Seu Filinto acaba de chegar da tarde fria de junho, e Rita, uma flanela na mão, mantém meio corpo enfiado no balcão de vidro, limpando prateleiras e mercadorias de um pó imaginário. Protegido por tubos e caixas, vidros e pilhas de formulários, seu rosto transpira muito vermelho, mas não é do esforço. Este é o momento pelo qual tem esperado nos últimos meses. Não pode falhar. É preciso esconder-se, pois não conseguirá aparentar uma calma há muito tempo perdida. 
 
O patrão entra na loja com sua cara vermelha radiante, sorridente, com certeza por causa da satisfação que sente naquelas escapadas clandestinas. Para um instante perto do caixa, e Rita encolhe-se por trás de seus olhos assustados, gemendo que sim, tudo bem, novidade nenhuma. Não consegue deixar de observá-lo enquanto seu Filinto, quase cantando, continua caminhando até os fundos da loja e abre a torneira do lavabo. Some de sua vista, mas o barulho que faz esfregando-se com a água fria denuncia o lugar exato onde se encontra. Chegou a hora da decisão e ela gostaria de estar muito longe, vendo tudo por um tubo de televisão. Não consegue mais comandar seu próprio corpo. 

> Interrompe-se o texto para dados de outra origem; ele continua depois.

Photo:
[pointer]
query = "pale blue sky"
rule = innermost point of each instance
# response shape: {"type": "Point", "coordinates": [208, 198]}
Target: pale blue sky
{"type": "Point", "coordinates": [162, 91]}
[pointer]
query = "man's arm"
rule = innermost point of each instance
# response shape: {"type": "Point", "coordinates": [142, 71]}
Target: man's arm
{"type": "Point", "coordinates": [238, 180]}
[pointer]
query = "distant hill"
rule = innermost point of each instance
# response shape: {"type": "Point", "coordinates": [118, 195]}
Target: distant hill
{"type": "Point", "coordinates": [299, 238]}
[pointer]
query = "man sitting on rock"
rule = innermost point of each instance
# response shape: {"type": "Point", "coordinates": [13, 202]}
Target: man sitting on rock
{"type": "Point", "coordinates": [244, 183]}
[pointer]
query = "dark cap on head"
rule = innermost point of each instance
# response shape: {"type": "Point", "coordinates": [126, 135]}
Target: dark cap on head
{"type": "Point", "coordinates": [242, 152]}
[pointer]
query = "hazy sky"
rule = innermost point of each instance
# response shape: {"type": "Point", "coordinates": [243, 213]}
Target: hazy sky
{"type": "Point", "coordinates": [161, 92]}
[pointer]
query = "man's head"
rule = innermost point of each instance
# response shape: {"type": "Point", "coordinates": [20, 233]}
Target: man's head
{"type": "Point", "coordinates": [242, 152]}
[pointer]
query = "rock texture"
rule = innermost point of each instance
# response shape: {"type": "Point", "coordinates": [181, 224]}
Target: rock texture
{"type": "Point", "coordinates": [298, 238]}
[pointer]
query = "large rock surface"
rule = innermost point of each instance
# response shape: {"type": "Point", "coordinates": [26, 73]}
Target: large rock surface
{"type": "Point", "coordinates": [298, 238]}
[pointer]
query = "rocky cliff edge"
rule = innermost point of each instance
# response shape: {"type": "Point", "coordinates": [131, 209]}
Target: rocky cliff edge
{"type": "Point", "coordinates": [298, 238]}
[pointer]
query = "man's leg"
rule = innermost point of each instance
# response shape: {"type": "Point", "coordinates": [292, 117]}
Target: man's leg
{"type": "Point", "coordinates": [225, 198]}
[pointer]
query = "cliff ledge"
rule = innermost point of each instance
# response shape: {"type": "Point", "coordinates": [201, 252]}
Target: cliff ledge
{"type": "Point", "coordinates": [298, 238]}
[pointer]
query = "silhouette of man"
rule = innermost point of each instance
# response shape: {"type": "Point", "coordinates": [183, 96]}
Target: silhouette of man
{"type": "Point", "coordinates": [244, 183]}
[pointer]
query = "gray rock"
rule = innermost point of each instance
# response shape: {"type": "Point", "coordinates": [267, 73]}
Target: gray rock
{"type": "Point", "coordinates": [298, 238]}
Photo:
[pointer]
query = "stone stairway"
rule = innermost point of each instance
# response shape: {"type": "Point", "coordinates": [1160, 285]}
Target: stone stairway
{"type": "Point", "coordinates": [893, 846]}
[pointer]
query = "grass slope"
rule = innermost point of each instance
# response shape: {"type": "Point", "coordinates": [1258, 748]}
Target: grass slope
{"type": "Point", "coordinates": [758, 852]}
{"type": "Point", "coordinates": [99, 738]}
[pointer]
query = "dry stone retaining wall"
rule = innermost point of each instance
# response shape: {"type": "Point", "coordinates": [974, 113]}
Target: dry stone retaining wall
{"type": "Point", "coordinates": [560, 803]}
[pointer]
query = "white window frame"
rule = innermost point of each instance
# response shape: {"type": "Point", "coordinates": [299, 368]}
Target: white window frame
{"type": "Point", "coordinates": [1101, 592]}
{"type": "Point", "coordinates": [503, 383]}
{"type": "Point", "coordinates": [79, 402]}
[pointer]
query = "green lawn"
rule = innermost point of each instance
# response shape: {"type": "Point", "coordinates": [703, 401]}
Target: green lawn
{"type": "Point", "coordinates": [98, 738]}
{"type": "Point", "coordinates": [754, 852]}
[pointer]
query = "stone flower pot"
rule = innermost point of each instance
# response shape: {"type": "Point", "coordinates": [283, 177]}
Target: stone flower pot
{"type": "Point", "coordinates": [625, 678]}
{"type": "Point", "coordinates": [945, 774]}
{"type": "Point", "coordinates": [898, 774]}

Quando, meses atrás, a balconista confirmou, por detalhes casuais, o destino daquelas fugas de quarta-feira, chegou a pensar, num dos piores momentos de sua vida, em vender sua descoberta, obtendo o perdão de sua dívida em troca de conivência. Um dia saiu de casa com as palavras ensaiadas. Seu Filinto não teria escolha. Bastou, contudo, botar os pés dentro da loja e defrontar-se com a figura do patrão, para que a língua se visse atacada subitamente de uma atroz paralisia. Por vários dias, então, só pensou na covardia a lhe impedir a transação. Mais uma razão para perder o sono, a fome e sentir-se humilhada. Depois de pouco tempo, contudo, conseguiu consolar-se com a idéia de que não havia cometido uma chantagem. Uma alegria muito reles foi o que então sentiu, mas carente, como andava, de algum conforto moral, ficou satisfeita.  

Sem os lances difíceis e perigosos que tivera de viver nos meses anteriores, mesmo assim este último tinha sido um mês pesado, cansativo, em que chegara praticamente ao fim de sua resistência. Todos os sacrifícios que teve de suportar, os sustos de todos os dias, os olhos abertos do remorso e as noites de insônia, teriam valido a pena? A resposta está lavando-se na pia dos fundos. Meio corpo enfiado no balcão, Rita ouve imóvel as gargalhadas da água. 
                                                                         
                                                                      
                                                                          *
                                                                          1

Depois de dobrar e guardar sua roupa no armário, Rita de Cássia suspirou sentada na cama como se nunca mais fosse parar de fazer calor.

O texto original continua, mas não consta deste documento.